Kevin Lewis
AI Language Learning
Mobile App
Expo
OpenAI API
Supabase Auth
Generated Content

OtaskuLang

A mobile-first AI language practice app that generates a daily Bento of personalized learning cards. The app focuses on short practice loops for Japanese, Spanish, and Korean, combining onboarding, level-based preferences, generated study content, progress tracking, quizzes, short stories, and text-only conversation practice.

What this explores

OtaskuLang explores how AI-generated practice can stay useful inside a constrained daily routine instead of becoming an open-ended chat surface. The Bento model turns generated content into scoped cards that can be studied, skipped, completed, saved, and reviewed.

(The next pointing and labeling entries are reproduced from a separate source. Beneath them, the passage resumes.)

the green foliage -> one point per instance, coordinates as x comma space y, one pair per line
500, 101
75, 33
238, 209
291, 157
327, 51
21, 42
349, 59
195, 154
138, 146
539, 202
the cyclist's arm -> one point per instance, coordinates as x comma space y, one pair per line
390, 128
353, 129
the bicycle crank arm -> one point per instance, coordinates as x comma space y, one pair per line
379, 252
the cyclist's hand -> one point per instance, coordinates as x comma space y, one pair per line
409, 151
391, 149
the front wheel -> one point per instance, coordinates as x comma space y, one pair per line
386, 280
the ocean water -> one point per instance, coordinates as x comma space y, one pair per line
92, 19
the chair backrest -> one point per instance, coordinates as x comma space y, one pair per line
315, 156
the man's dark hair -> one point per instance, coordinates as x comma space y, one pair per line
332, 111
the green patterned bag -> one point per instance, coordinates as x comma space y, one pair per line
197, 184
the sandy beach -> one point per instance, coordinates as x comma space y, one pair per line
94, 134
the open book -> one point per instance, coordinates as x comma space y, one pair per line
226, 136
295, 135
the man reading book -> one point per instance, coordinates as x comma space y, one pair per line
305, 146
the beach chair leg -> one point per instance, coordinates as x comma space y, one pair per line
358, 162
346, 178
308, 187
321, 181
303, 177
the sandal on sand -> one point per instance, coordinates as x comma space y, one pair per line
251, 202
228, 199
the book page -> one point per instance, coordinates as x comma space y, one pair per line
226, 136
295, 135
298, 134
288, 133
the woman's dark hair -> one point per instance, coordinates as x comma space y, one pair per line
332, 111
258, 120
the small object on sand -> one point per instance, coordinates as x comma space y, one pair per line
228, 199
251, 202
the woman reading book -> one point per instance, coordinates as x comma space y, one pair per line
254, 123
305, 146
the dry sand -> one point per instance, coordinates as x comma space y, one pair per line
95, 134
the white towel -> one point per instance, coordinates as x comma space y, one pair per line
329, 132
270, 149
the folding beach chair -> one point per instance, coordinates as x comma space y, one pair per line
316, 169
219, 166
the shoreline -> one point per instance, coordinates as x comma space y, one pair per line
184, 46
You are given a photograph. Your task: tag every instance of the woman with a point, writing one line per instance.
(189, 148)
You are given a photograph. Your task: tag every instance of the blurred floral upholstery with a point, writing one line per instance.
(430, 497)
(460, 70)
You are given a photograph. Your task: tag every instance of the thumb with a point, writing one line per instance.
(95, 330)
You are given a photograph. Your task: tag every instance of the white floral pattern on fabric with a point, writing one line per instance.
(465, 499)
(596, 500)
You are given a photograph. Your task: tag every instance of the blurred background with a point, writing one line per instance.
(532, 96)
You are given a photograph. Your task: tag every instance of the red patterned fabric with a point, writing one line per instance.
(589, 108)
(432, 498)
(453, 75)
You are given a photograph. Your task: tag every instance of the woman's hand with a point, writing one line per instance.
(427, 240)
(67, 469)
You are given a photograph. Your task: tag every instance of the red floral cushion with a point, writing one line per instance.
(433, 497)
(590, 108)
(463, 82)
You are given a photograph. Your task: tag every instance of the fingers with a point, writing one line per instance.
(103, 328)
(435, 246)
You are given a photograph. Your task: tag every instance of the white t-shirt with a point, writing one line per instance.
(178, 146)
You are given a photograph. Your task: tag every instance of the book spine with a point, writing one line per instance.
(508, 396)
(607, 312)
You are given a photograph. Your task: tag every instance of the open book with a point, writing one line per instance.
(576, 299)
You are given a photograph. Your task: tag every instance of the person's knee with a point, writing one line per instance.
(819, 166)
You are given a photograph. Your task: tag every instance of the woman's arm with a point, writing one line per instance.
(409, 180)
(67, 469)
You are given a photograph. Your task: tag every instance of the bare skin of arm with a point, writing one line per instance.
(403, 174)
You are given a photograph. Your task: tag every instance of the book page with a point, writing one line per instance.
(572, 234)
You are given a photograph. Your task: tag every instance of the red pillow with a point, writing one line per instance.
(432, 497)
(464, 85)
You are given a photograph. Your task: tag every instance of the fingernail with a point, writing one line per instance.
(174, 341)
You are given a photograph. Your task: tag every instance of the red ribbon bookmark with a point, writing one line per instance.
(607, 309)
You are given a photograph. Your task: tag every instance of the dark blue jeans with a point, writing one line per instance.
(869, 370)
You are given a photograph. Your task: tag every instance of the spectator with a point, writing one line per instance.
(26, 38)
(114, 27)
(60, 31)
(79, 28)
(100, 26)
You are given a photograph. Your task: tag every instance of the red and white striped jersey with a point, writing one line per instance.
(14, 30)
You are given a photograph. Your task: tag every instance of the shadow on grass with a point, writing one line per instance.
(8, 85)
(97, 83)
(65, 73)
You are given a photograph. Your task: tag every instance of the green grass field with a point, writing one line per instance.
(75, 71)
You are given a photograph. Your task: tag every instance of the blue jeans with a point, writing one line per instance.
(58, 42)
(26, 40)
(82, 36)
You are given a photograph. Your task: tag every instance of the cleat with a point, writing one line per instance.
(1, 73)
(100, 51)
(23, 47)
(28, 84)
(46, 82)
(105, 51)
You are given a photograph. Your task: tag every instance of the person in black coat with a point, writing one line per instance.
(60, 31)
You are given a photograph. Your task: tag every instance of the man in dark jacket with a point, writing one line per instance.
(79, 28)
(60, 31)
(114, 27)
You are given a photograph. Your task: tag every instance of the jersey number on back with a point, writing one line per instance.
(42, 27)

  • How to personalize daily practice by language, level, and user preference
  • How to mix generated vocabulary, grammar, stories, quizzes, and conversation
  • How to validate and normalize AI-generated language content before display
  • How to keep production-like paths strict when auth or AI configuration is missing
  • How to connect mobile practice loops to durable backend state
Core capabilities
  • AI-generated Daily Bento packs for short, repeatable practice
  • Language onboarding and level selection for Japanese, Spanish, and Korean
  • Daily language rotation based on saved preferences and current date
  • Progress tracking for completion, skips, saves, quiz answers, and study selections
  • Text-only AI conversation sessions with corrections and vocabulary suggestions
  • Short story study mode with selectable words and phrases
  • External Anki and AnkiWeb companion actions
  • Kotoba Senpai quick-help assistant for translation, grammar, rewrites, and furigana help
Architecture notes
  • Expo React Native mobile app with Expo Router and TypeScript
  • Local Next.js API layer for backend routes
  • Supabase Auth with local development fallback
  • Neon Postgres persistence with SQL migrations
  • Upstash Redis caching for prompt and Daily Bento content
  • OpenAI-powered generation with configurable model selection
  • AsyncStorage support for local Expo development paths
  • Production-like runtime paths fail closed when required services are missing

AI and content generation

The app uses OpenAI-powered generation to produce structured Daily Bento content and conversation replies when configured. Generated content is treated as application data: it is normalized, validated, cached by user/date/environment, and presented through bounded study modes instead of being treated as final authority.

Technical stack
  • Expo, React Native, React, Expo Router, and TypeScript for the mobile app
  • Next.js backend API routes for local and production-like service paths
  • Supabase Auth, Neon Postgres, Upstash Redis, and AsyncStorage
  • OpenAI API for Bento generation, conversation responses, and assistant support

Current status

Active / Building. The project has production-like backend paths and integrated auth, persistence, caching, and AI generation patterns, while some external content provider integrations are still future work. Public descriptions should avoid claiming a public launch, production traffic, or complete song, article, or video provider integrations.